Monday, May 14, 2012

The Complutensian Polyglot Bible, 1514

With my clothes still wet and after being forced to leave all my stuff in the lockers, I was finally ready to be impressed by one of the books in the vitrines. We were the only visitors at the whole “UvA Special Collections”, and after the difficult and rainy bicycle ride we were no more than 10, a small group from different nationalities which in a way resembled the layout of the Complutensian Polyglot Bible.

Printed in Alcalá de Henares, Spain in 1514, it was the first bible made in more than one language, Hebrew, Latin and Greek. Translation is always a problematic thing to do, specially in such as “precise” text as the Bible but not only in terms of meaning, using the same book for more than one text seems like a pretty risky design work. The first example of such a hard labour would probably  be the Rosseta stone [x], that became the most useful tool to understand the hieroglyphs from old Egypt. Made in 196 b.C and as well in three scrips, Egyptian, Demotic, and Ancient Greek, but with a pretty classical way of arranging the different languages, in three different paragraphs.

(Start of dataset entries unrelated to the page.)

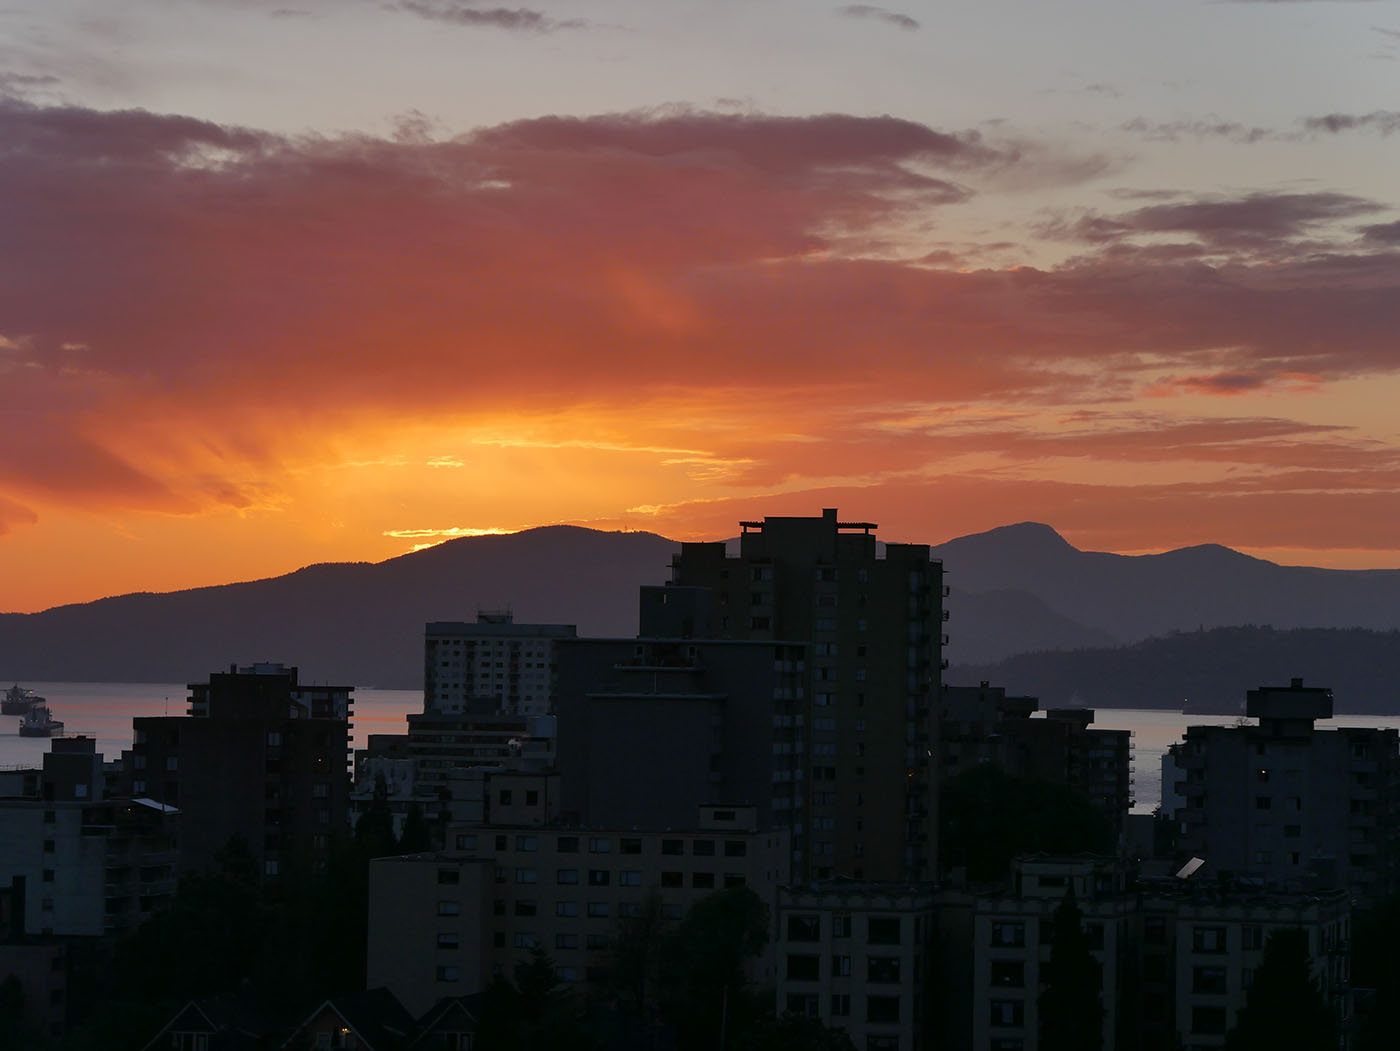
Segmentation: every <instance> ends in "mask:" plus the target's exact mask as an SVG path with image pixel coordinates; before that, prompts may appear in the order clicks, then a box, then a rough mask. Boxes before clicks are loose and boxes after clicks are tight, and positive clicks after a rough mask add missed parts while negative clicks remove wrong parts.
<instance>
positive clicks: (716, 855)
mask: <svg viewBox="0 0 1400 1051" xmlns="http://www.w3.org/2000/svg"><path fill="white" fill-rule="evenodd" d="M448 842H449V844H451V847H452V848H451V849H447V851H437V852H431V854H414V855H405V856H398V858H381V859H377V861H374V862H371V865H370V940H368V971H367V984H368V985H371V987H375V985H385V987H388V988H389V989H391V991H393V994H395V995H398V996H399V999H400V1001H402V1002H403V1003H405V1006H407V1008H409V1010H412V1012H413V1013H414V1015H420V1013H423V1012H424V1010H427V1009H428V1008H430V1006H431V1005H433V1003H434V1002H437V1001H438V999H441V998H442V996H462V995H470V994H473V992H479V991H480V989H483V988H484V987H486V985H487V984H489V982H490V981H491V978H493V977H494V975H497V974H504V975H510V974H511V973H512V971H514V968H515V964H517V963H522V961H525V960H528V959H529V954H531V950H533V949H536V947H539V949H543V950H545V952H547V953H549V956H550V959H552V960H553V961H554V964H556V967H557V971H559V977H560V978H561V980H563V981H566V982H587V981H589V980H596V978H598V977H599V973H598V971H596V970H592V968H598V967H599V966H601V964H602V961H603V959H605V954H606V952H608V949H609V946H610V945H612V940H613V936H615V933H616V928H617V924H619V921H626V919H629V918H634V917H638V915H641V912H643V910H644V908H647V907H650V905H651V904H655V907H657V908H658V910H659V917H661V919H662V921H664V922H675V921H679V919H680V918H682V917H683V915H685V912H686V910H689V908H690V905H693V904H694V903H696V901H699V900H700V898H703V897H706V896H707V894H711V893H714V891H717V890H722V889H725V887H749V889H752V890H753V891H755V893H756V894H757V896H759V898H760V900H763V901H764V903H766V904H769V907H770V908H771V907H773V903H774V897H776V890H777V886H778V884H780V883H781V882H783V880H784V879H785V876H787V856H788V855H787V851H788V835H787V833H785V831H763V830H759V828H757V823H756V814H755V807H752V806H724V805H707V806H703V807H700V814H699V821H697V823H696V824H694V827H692V828H686V830H679V828H678V830H665V831H637V830H631V828H616V827H613V828H601V827H577V828H567V827H560V826H557V824H554V826H545V827H540V826H535V824H491V826H454V827H451V828H449V831H448ZM755 977H756V978H757V980H760V981H771V977H773V975H771V960H770V959H766V960H762V961H760V964H759V968H757V974H756V975H755Z"/></svg>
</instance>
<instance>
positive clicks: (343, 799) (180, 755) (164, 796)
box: [129, 663, 354, 879]
mask: <svg viewBox="0 0 1400 1051" xmlns="http://www.w3.org/2000/svg"><path fill="white" fill-rule="evenodd" d="M353 689H354V687H350V686H312V684H307V683H301V682H300V679H298V675H297V669H295V668H284V666H283V665H267V663H260V665H252V666H248V668H238V666H231V668H230V670H228V672H218V673H214V675H211V676H209V682H207V683H190V686H189V691H190V696H189V715H185V717H176V715H167V717H150V718H136V719H132V726H133V731H134V735H133V743H132V756H130V760H132V761H130V764H129V777H130V781H132V785H130V789H132V793H133V795H137V796H148V798H151V799H154V800H157V802H161V803H165V805H168V806H174V807H178V809H179V810H181V870H182V872H192V870H193V872H197V870H200V869H206V868H211V866H214V865H216V863H217V855H218V852H220V851H221V849H223V848H224V845H225V844H228V841H230V840H231V838H234V837H239V838H242V840H244V841H245V842H246V844H248V848H249V851H251V852H252V856H253V863H255V865H256V870H258V873H259V876H260V877H263V879H276V877H277V876H280V875H281V873H283V869H284V868H286V866H287V865H288V863H290V862H294V861H295V862H300V863H304V865H308V866H319V865H323V863H325V861H326V858H328V851H329V844H330V837H332V835H333V834H336V833H339V831H342V830H343V828H344V827H346V824H347V809H346V807H347V796H349V791H350V777H349V771H347V767H349V750H350V721H349V719H350V705H351V701H350V693H351V690H353Z"/></svg>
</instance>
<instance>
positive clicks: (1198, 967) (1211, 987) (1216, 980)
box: [1191, 967, 1225, 994]
mask: <svg viewBox="0 0 1400 1051" xmlns="http://www.w3.org/2000/svg"><path fill="white" fill-rule="evenodd" d="M1191 992H1210V994H1224V992H1225V968H1224V967H1193V968H1191Z"/></svg>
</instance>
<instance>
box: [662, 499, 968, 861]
mask: <svg viewBox="0 0 1400 1051" xmlns="http://www.w3.org/2000/svg"><path fill="white" fill-rule="evenodd" d="M741 529H742V536H741V537H739V551H738V554H736V556H729V554H727V550H725V544H724V543H686V544H682V549H680V553H679V554H678V556H675V560H673V563H672V582H671V586H672V588H679V589H696V588H703V589H707V591H708V593H710V595H708V599H707V600H704V602H701V600H699V599H696V600H692V602H690V603H689V605H690V610H689V617H690V621H692V626H693V630H694V633H696V635H697V637H713V638H721V640H750V641H769V642H788V644H805V645H806V647H808V656H806V661H805V662H804V665H802V668H801V669H799V683H798V686H797V687H795V690H794V694H792V696H790V697H783V698H778V703H777V704H776V705H774V715H773V719H774V722H773V724H771V726H770V728H769V729H767V732H766V736H767V739H769V743H770V746H771V747H773V749H774V754H778V750H780V749H791V753H792V754H794V756H797V763H795V766H797V770H795V771H794V775H795V777H799V780H794V781H792V782H791V787H792V792H791V795H784V796H780V798H781V799H784V800H785V802H790V803H791V807H790V809H780V807H778V806H777V805H774V814H773V820H774V823H776V824H783V826H787V827H791V830H792V851H794V870H795V872H797V873H799V875H801V877H804V879H826V877H830V876H834V875H843V876H851V877H858V879H874V880H888V879H899V880H904V879H925V877H931V876H932V873H934V872H935V870H937V831H938V821H937V810H938V800H937V793H938V784H937V782H938V778H937V773H935V759H934V756H935V753H937V733H938V721H937V718H935V714H934V704H935V698H937V697H938V690H939V679H941V654H942V634H941V633H942V620H944V609H942V599H944V585H942V564H941V563H937V561H931V560H930V554H928V546H927V544H895V543H890V544H885V546H883V551H881V550H879V546H878V544H876V540H875V533H874V530H875V525H874V523H871V522H841V521H839V519H837V514H836V511H834V509H830V508H829V509H825V511H823V512H822V515H820V518H764V519H763V521H762V522H741ZM678 595H679V592H678ZM661 598H664V596H661ZM648 603H651V609H652V613H654V614H655V616H657V617H658V619H659V620H658V626H659V627H662V630H666V628H669V630H675V614H673V613H668V612H666V603H664V602H661V599H659V598H658V596H655V595H652V596H650V598H648V599H647V600H645V602H644V607H643V609H644V612H645V610H647V609H648ZM658 603H659V605H658ZM641 633H643V634H644V635H659V634H662V631H654V630H652V628H651V626H650V624H648V623H644V624H643V628H641ZM776 802H777V800H776Z"/></svg>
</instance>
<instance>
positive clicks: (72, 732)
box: [0, 682, 1400, 813]
mask: <svg viewBox="0 0 1400 1051" xmlns="http://www.w3.org/2000/svg"><path fill="white" fill-rule="evenodd" d="M8 684H10V683H3V682H0V689H3V687H4V686H8ZM20 686H25V687H28V689H31V690H34V691H35V693H36V694H39V696H42V697H46V698H48V700H49V708H52V710H53V715H55V718H57V719H63V722H64V733H85V735H88V736H91V738H97V747H98V752H101V753H102V754H104V756H105V757H106V759H109V760H111V759H116V757H118V756H120V753H122V749H129V747H130V746H132V718H133V717H137V715H183V714H185V711H186V708H188V697H189V693H188V690H186V689H185V686H183V684H181V683H20ZM353 697H354V719H353V722H354V728H353V731H351V736H353V739H354V746H356V747H364V745H365V739H367V736H368V735H371V733H403V732H405V731H406V729H407V724H406V722H405V717H407V715H410V714H414V712H420V711H423V691H421V690H371V689H357V690H356V691H354V694H353ZM1236 719H1238V717H1235V715H1183V714H1182V712H1179V711H1172V710H1162V708H1099V710H1098V711H1096V717H1095V721H1093V726H1096V728H1100V729H1126V731H1133V746H1134V763H1133V770H1134V781H1135V784H1134V788H1135V799H1137V806H1134V807H1133V809H1134V813H1151V812H1152V809H1154V807H1155V806H1156V805H1158V803H1159V802H1161V799H1162V756H1163V754H1165V753H1166V749H1168V747H1169V746H1170V745H1172V743H1173V742H1177V740H1180V739H1182V732H1183V731H1184V729H1186V726H1187V725H1196V726H1201V725H1211V726H1228V725H1231V724H1233V722H1235V721H1236ZM1317 725H1319V728H1336V726H1380V728H1396V729H1400V715H1338V717H1336V718H1333V719H1323V721H1320V722H1319V724H1317ZM48 750H49V740H48V739H46V738H21V736H20V717H17V715H14V717H11V715H4V717H0V768H13V767H36V766H39V764H41V763H42V761H43V759H42V756H43V753H45V752H48Z"/></svg>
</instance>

The main characteristic that makes the Polyglot Bible specially appealing is precisely the way that the text is arranged in the page, in parallel columns of different sizes that also combine different ways of reading (as it happens with the Hebrew and the other two languages). That idea seems really modern, and the look of the page looks quite similar to the once of a modern newspaper. If I think in contemporary polyglot texts the first examples that come to my mind are the magazines from the airplanes or the mails from the school, and in both cases one language follows the other, so the same meaning never shares the same space with all the troubles that come with that. After a small mental struggle trying to remember a similar graphic structure I realize that now we can find it in something that we all use, Google Translate.